So yeah, I'm beginning to think there's more here than simple incompetence.  The people in charge are not stupid, and one thing these people excel at is number crunching.  I flatly refuse to believe that the inclusion of a passage that is four grade levels too hard in the ELA assessment was a simple blunder.  Which leads us into into some scary territory, because that implies that the other problems may not be accidents, either.

But why would Federal and State Departments of Education, with the collusion of a lot of elected officials like our own aforementioned governor, do this?  Cuomo himself tipped their hand earlier this year, when he said that he wanted to change the teacher evaluation system -- because too many teachers were achieving high scores by the previous metric.

So the reason for all this, I believe, is that the powers-that-be are deliberately setting students up to fail, in order to show up public education itself as a failure -- in an effort to destroy the entire edifice. Replacing it, more than likely, with a network of charter schools that are run by privately-chosen (i.e. not elected) boards, and which will have a vested interest in buying in to programs, curricula, and assessments created by for-profit corporations like Pearson.

The whole thing, I think, boils down to money, and who is lining whose pockets.  So in the end, it does turn out to be venial motives -- greed and political power.

I could be wrong.  It might be that what we're looking at is the educational equivalent of the Keystone Kops, running around frantically and bonking into walls and falling over.  That's certainly what it looked like at first.  But now, with the time we've had to smooth over problems, develop exams, streamline administration, we shouldn't be seeing these kind of mistakes.  Giving so many tests might still be a mistake, of course; but the fact that the exams themselves are so deeply, fundamentally, and obviously flawed, coupled with the gag order against discussing them, has the hallmark of deliberate downward manipulation of the scores.

Which means that it is even more important for parents to defy the threats, and opt their children out, and for educators to come forward with the content and administration problems of the exams themselves.

Public education itself might be at stake.

Monday, January 5, 2015

Standardized incompetence

Why is it that the people trying to "fix the education system" seem hell-bent on making it worse?

It's a mysterious phenomenon.  There is now a mountain of evidence that (for example) standardized test scores are unreliable measures of both student progress and teacher competence, and yet we are increasingly using exactly those metrics for gauging both.  In my home state of New York, 20% of my "final grade" as a teacher is mandated to come from high-stakes standardized tests (in my case, the Living Environment Regents Exam, which may be the most poorly-constructed exam I've ever seen).

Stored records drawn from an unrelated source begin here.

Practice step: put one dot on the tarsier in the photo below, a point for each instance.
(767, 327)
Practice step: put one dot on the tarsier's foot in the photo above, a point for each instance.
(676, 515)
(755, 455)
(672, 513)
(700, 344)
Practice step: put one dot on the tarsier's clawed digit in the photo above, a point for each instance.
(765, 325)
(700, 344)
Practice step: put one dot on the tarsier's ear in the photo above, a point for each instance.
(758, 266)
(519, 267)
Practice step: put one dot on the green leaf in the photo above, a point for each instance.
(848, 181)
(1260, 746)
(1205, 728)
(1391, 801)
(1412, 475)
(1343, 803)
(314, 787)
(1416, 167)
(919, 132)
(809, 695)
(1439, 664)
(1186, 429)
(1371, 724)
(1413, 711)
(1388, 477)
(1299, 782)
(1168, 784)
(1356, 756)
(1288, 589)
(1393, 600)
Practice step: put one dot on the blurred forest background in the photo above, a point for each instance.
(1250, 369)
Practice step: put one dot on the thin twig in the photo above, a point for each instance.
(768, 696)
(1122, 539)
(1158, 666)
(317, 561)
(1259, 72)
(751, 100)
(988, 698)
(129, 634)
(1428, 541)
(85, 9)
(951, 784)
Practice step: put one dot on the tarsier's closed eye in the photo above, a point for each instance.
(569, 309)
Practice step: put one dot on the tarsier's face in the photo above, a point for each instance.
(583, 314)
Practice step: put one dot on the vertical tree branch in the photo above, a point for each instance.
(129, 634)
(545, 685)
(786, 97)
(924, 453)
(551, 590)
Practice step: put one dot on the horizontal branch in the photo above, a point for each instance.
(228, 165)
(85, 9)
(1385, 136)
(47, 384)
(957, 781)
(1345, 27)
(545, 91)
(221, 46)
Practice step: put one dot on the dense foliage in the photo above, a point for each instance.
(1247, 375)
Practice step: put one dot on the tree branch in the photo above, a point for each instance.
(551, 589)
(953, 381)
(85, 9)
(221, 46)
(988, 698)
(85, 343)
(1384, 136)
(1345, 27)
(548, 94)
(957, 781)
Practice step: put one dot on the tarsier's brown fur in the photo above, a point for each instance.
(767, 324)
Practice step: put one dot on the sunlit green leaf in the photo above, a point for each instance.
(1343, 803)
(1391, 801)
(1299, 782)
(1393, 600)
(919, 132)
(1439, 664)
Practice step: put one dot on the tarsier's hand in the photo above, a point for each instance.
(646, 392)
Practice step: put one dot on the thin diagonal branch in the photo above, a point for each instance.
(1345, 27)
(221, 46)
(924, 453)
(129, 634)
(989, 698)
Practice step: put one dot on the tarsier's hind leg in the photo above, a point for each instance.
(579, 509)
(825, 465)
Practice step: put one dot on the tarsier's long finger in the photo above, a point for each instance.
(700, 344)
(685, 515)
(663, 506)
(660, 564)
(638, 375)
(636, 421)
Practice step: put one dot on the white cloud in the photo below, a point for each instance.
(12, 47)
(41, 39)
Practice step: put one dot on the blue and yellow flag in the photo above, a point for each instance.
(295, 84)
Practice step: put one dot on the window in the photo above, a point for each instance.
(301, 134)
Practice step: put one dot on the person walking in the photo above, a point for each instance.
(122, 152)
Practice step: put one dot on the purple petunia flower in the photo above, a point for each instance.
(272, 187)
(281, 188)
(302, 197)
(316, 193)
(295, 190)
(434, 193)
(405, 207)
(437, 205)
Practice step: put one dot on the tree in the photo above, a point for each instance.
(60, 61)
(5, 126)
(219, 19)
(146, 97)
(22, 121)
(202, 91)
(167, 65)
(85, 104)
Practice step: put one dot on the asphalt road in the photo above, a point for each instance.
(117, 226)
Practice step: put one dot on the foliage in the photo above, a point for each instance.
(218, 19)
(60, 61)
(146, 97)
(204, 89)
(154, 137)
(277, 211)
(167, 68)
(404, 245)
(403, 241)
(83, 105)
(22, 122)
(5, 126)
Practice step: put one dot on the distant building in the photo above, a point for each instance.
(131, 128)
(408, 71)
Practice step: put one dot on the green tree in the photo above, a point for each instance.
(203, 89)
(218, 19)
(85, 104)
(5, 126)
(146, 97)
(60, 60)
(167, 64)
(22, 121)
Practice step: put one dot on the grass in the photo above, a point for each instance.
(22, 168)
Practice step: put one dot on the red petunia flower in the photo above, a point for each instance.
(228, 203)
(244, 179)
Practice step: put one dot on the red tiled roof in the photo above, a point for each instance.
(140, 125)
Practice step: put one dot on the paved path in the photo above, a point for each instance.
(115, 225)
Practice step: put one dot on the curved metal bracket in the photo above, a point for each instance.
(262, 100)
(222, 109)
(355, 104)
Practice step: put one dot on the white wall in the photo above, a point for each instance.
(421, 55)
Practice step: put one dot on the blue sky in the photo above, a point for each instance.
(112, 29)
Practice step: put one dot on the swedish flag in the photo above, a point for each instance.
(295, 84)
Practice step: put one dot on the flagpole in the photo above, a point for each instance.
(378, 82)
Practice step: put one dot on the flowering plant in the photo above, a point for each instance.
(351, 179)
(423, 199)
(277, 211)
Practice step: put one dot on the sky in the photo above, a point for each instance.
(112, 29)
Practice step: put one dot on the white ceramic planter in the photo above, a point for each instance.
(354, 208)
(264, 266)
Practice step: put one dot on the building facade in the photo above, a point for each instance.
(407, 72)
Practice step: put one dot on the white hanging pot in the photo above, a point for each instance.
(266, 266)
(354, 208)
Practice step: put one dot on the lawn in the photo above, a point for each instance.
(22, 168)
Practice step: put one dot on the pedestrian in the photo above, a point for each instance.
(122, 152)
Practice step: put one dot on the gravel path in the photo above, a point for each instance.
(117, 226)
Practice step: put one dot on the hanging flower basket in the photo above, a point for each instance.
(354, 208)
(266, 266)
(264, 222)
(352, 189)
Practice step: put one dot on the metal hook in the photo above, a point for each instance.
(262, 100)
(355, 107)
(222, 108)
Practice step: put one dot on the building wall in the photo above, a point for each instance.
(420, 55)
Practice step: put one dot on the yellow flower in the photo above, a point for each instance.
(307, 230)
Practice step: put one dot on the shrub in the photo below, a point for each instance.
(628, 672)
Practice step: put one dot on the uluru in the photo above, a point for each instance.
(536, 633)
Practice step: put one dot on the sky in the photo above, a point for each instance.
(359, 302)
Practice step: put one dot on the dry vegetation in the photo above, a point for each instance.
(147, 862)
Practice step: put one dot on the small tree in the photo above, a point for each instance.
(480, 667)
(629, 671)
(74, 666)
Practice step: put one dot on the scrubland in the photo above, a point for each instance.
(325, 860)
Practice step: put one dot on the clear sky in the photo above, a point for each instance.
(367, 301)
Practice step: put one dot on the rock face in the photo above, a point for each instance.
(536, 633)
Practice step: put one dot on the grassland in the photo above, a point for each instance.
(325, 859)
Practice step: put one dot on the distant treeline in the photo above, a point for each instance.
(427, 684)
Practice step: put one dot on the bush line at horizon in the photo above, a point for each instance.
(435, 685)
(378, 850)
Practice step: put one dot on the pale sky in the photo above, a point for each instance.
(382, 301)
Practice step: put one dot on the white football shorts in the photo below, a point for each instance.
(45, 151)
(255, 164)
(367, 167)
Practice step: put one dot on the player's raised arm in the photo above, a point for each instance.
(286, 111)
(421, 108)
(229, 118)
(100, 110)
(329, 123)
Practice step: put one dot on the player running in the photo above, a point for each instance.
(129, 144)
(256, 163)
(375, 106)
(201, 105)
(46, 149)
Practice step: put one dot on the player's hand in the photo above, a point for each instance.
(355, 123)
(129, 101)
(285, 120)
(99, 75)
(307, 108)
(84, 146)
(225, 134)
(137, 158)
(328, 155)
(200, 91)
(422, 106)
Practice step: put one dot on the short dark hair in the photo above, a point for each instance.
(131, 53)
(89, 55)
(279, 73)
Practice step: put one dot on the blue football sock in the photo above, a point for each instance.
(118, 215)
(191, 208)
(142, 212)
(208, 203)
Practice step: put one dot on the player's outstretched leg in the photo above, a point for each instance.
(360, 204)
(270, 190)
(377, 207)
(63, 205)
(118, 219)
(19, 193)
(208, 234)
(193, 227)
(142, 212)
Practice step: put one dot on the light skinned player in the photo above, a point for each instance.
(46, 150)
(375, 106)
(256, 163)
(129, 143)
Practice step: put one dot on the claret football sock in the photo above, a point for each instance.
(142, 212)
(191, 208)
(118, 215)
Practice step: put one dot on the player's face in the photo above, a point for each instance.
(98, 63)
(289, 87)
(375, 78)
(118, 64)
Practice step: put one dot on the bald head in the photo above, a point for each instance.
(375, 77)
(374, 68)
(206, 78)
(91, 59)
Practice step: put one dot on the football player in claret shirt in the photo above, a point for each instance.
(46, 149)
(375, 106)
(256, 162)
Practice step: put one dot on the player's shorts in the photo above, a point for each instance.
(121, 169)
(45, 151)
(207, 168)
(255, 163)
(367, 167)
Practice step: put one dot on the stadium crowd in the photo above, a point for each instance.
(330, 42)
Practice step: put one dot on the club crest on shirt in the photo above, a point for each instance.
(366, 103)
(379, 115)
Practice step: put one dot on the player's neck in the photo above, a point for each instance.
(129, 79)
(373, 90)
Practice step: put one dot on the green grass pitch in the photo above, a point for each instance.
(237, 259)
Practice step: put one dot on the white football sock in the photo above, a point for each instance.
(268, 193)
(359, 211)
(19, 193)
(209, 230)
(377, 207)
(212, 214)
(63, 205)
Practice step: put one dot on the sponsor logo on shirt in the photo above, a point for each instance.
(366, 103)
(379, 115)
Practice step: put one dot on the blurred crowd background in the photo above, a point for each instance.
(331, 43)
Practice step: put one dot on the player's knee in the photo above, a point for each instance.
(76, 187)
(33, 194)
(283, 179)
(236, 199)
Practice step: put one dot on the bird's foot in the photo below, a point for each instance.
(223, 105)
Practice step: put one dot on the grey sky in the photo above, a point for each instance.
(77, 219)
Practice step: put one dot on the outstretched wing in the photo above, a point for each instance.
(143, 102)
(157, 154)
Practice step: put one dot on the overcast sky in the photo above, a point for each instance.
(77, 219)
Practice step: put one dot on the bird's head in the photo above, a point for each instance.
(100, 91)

So given that we've had incontrovertible evidence that it's a bad idea to put the futures of our students and the careers of our teachers in the hands of the corporations who are paid big bucks to write ineffective standardized tests, what do you think would make sense, as a next step?
  1. Reduce the emphasis on those tests, and go with measures devised to assess growth, creativity, and critical thinking.
  2. Make the standardized test scores have an even higher impact by giving them more weight in end-year assessments for both students and teachers.
If you went for option #2, all I can say is, you understand the system of educational oversight all too well.  This latest idiotic idea was proposed by New York Chancellor of Schools Merryl Tisch, who wants test scores to trump everything else, including the evaluations of teachers done by competent school administrators.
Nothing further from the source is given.